Within studies, two complementary interaction patterns can be distinguished. In one, the LLM functions as a co-design partner that helps engineers formulate, test, and refine robot behaviours before deployment, turning prompts and example dialogues into reusable design artefacts [39]. In the other, the LLM is embedded directly into the control loop, enabling users to instruct and supervise robots through natural-language or multimodal interfaces [40,41,42]. The contrast matters because these two patterns imply different autonomy profiles, different oversight needs, and different consequences of failure, even though both rely on language-mediated interaction.
Together, these studies show that LLM-mediated human–robot interaction is both promising and fragile. Natural-language interfaces can broaden accessibility and improve collaboration, but only when they are supported by explicit mappings between language and action, inspectable intermediate plans, and robust mechanisms for correction or override. In this domain, interaction design is closely linked to safety design, as higher levels of autonomy increase the importance of clearly separating natural-language interpretation from safety-critical control [43].

4.2.3. Education

In education, the reviewed studies most often frame LLM-based systems as conversational mediators of learning rather than as simple answer generators. Their role is to extend feedback, explanation, and instructional support across ongoing interactions involving students, teachers, and educational content [44]. The LLM is treated less as a static content source and more as a flexible interface that can be embedded into courses to extend teacher presence and give students additional channels for practice and feedback. Sustained, structured critique-revision cycles have been shown to reframe interaction with LLMs from one-shot querying toward collaborative, feedback-driven engagement, encouraging users to actively evaluate and refine model outputs rather than passively accept them [45].
A recurring theme across these studies is that prompting is increasingly treated as an educational competence. Rather than assuming that useful interaction follows automatically from access to an LLM, the literature emphasises the ability of learners and teachers to specify goals, constraints, and contextual cues through iterative prompt construction [46,47,48]. This reframes prompting from a purely technical skill into a pedagogically relevant practice that affects the quality of explanation, feedback, and critical engagement.
The corpus also shows that educational interaction with LLMs raises important questions of safety, trust, and inclusion, especially for users whose vulnerabilities or support needs shape how conversational systems are perceived. Studies involving children suggest that anthropomorphic AI systems may elicit unusually high levels of trust and disclosure [49]. Other work, such as iTutor, shows how LLM-based interfaces can also support accessibility by adapting instructions step by step for older adults learning smartphone tasks [50].
Overall, these studies suggest that interaction design for LLMs in education must balance personalisation and accessibility with mechanisms that protect learners from over-disclosure, over-reliance and low-quality guidance.

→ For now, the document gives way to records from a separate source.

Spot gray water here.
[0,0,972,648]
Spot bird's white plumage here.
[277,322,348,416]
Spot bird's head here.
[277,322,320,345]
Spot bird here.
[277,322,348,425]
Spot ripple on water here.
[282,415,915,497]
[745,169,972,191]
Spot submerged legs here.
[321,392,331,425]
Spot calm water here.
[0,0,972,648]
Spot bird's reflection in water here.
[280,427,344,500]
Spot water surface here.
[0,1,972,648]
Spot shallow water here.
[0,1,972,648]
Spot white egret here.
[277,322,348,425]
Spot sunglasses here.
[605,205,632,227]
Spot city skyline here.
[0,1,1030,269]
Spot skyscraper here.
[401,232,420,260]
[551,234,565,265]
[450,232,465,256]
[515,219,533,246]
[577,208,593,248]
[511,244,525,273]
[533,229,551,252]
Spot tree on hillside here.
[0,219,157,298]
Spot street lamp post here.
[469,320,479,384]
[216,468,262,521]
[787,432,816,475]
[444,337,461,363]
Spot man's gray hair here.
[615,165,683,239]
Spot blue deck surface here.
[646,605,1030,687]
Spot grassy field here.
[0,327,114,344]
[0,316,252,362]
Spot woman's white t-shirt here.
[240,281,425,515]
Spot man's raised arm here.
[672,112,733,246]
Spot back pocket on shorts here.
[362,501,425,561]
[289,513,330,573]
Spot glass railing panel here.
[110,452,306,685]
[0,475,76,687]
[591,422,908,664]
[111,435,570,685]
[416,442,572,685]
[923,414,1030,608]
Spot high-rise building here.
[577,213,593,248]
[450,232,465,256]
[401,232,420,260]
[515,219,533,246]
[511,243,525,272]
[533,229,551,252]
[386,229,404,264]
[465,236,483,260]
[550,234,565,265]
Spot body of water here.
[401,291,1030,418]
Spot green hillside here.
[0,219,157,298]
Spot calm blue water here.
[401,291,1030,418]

4.3. Comparative Analysis Across Domains

Although the three interaction patterns identified in Section 4.1 recur across all three domains, their role and associated risks differ substantially depending on context. Table 3 summarises how the same interaction mechanisms take on different roles: prompting and workflows support artefact generation and verification in software development, language-to-action grounding in robotics, and feedback-oriented learning in education.
The most instructive contrast concerns prompting. In software development, prompting primarily serves artefact generation and verification: developers produce candidate outputs and then review and integrate them into existing processes. In robotics, the same natural-language input must be grounded in physically executable action, which means that misinterpreted prompts can result in unsafe robot behaviour that cannot simply be undone. In education, prompting is increasingly treated not as a means of task completion but as a competence that learners must develop in its own right. The same mechanism therefore plays a different functional role in each domain and produces qualitatively different types of failure.
A similar contrast applies to autonomy. Software development tolerates the widest range, from advisory suggestions to delegated multi-step execution, because failures remain bounded to digital artefacts and are typically recoverable. In robotics, guided and delegated execution are well-supported, but high-autonomy configurations are treated with caution: as autonomy increases, the gap between language interpretation and safe physical action widens, and errors can propagate in ways that are difficult to reverse. In education, the dominant range is advisory to guided execution, which appears to reflect a design principle rather than a limitation, as higher-autonomy configurations raise specific risks around over-reliance and misplaced trust, particularly for vulnerable users such as children. Consequently, oversight requirements also differ: software development relies primarily on review and testing, robotics requires approval mechanisms, interrupt controls, and safety gates, while education requires pedagogical mediation and trust calibration. These domain-level differences provide the empirical grounding for the two dimensions of the taxonomy proposed in the following section.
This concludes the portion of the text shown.